Alzheimer's Disease Tagged Articles Dataset

This dataset contains a collection of scientific articles related to Alzheimer's disease, annotated with biomedical entities (such as diseases, genes, and species) using NCBI’s PubTator tools.

Data Sources and Annotation Tools

  • Entity annotations were generated using NCBI's standard models and API calls to the PubTator3 API:
    • TaggerOne and GNORM for gene_species_tagged_articles.json
    • TaggerOne alone for disease_tagged_articles.json
    • PubTator3 API for 'converted_from_bioc.json'

These tools are widely used in biomedical NLP for tagging mentions of diseases, genes, and species within PubMed articles.

Dataset Structure

The dataset is a flattened version of the original JSON files, where each record represents a tagged article section.
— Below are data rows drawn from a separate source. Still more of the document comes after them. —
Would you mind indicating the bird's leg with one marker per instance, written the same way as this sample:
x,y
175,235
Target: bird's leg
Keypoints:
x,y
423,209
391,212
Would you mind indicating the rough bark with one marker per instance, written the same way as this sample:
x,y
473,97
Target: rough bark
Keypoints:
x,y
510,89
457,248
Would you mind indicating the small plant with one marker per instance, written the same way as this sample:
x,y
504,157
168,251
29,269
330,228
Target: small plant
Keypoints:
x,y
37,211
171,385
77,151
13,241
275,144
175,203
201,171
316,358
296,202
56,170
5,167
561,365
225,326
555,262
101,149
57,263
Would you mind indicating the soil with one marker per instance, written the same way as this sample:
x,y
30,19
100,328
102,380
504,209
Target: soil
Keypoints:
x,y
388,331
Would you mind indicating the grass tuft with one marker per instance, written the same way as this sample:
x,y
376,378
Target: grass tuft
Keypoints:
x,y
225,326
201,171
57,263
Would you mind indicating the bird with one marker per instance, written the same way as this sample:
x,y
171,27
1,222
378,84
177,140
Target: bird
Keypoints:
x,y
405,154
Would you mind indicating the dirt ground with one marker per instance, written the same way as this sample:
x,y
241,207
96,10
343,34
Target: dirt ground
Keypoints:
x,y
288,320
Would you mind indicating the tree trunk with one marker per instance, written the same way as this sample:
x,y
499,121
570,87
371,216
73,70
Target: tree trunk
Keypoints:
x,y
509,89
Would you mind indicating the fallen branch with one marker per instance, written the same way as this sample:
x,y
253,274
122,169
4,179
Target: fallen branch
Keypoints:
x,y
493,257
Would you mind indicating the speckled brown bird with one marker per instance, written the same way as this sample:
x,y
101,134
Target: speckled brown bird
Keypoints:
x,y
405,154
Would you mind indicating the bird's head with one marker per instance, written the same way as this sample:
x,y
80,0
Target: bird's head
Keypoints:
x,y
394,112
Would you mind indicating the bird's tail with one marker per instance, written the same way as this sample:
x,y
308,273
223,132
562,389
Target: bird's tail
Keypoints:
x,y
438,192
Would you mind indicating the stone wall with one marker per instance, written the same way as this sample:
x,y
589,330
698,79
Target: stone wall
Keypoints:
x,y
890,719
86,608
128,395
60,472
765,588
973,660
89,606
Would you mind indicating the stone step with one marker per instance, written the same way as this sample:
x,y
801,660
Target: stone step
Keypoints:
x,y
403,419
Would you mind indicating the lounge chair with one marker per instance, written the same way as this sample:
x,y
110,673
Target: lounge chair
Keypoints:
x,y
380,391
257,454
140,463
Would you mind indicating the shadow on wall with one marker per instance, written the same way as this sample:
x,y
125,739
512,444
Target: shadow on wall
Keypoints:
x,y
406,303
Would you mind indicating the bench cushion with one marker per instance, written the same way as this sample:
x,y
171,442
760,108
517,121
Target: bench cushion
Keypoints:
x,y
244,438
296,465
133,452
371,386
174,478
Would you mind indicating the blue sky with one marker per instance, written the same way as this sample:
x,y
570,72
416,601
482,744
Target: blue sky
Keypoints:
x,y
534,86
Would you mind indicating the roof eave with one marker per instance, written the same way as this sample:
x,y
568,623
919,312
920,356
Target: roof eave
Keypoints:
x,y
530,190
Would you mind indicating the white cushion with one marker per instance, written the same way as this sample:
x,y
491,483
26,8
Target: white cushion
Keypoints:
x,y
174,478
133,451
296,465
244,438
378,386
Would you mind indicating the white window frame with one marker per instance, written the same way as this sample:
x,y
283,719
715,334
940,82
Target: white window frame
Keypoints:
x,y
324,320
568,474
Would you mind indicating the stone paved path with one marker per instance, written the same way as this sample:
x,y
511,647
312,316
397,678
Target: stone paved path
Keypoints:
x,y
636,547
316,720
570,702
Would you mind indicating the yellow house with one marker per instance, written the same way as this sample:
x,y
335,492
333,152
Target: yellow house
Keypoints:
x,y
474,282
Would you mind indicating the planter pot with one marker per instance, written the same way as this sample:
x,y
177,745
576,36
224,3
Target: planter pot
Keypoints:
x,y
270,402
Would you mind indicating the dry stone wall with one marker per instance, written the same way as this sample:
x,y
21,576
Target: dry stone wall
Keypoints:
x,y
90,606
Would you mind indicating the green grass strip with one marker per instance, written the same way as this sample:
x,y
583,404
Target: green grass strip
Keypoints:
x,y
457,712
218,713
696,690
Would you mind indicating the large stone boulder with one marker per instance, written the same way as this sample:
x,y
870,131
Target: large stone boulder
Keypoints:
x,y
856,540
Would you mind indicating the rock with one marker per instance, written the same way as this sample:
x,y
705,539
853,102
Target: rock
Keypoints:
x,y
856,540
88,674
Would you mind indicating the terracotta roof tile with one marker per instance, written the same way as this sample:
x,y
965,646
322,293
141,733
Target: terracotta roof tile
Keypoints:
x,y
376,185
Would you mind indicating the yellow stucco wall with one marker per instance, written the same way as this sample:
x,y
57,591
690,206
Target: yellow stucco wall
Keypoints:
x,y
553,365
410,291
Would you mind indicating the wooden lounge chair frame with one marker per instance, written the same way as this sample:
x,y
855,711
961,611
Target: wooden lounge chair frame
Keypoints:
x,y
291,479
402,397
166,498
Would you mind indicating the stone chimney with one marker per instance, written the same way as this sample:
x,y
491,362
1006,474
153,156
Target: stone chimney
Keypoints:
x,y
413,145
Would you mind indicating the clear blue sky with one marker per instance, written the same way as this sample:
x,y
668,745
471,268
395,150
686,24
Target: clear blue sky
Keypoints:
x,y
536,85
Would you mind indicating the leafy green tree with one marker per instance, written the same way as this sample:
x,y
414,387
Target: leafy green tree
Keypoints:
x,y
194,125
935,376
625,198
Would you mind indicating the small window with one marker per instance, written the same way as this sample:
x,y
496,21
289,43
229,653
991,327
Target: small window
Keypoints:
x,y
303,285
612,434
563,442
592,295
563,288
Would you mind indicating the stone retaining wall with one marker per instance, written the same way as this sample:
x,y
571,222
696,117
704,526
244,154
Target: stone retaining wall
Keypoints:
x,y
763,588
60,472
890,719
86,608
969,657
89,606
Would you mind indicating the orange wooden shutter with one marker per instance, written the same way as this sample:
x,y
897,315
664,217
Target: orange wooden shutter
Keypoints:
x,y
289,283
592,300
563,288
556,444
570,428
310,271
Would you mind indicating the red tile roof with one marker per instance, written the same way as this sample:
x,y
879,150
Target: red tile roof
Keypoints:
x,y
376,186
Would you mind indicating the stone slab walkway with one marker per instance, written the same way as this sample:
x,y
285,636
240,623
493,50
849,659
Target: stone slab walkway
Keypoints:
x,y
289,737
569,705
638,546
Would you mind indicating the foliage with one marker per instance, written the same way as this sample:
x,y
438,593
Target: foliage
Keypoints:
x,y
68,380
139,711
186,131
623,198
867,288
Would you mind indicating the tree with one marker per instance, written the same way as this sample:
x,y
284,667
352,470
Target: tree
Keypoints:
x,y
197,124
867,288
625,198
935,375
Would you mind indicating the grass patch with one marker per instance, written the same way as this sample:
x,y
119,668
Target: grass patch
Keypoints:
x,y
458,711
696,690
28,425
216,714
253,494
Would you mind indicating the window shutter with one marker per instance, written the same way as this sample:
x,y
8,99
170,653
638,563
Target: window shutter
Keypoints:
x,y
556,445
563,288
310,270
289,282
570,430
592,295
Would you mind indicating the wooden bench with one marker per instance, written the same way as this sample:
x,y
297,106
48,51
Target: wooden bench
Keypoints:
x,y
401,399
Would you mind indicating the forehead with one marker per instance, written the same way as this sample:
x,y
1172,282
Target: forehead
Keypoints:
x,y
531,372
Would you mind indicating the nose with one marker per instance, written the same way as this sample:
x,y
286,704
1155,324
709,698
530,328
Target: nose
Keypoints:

The structure includes:

  • pmid: PubMed ID of the article
  • section: Type of section (e.g., title, abstract)
  • text: Lowercased content of the section
  • annotations: List of [start, end] character offsets identifying entity mentions

Example:

{
  "pmid": "34379990",
  "section": "abstract",
  "text": "clinical progression of tauopathies may result...",
  "annotations": [[0, 26], [45, 53], ...]
}

Preprocessing

The dataset has been simplified:

  • Original nested structures were flattened
  • Tuples were converted to JSON-compliant lists
  • Only title and abstract sections are currently included

Future Work

  • Extend tagging beyond titles and abstracts to include full-text sections (e.g., introduction, methods, results)
  • Add entity labels (e.g., Disease, Gene, Species) in a future version

Usage

from datasets import load_dataset

dataset = load_dataset("AbrehamT/tagged_articles")

License

This dataset is released under the MIT License.

Acknowledgments

This dataset relies on NCBI’s PubTator, GNORM, and TaggerOne models. Credit goes to the developers of these tools and the researchers whose articles form the dataset foundation.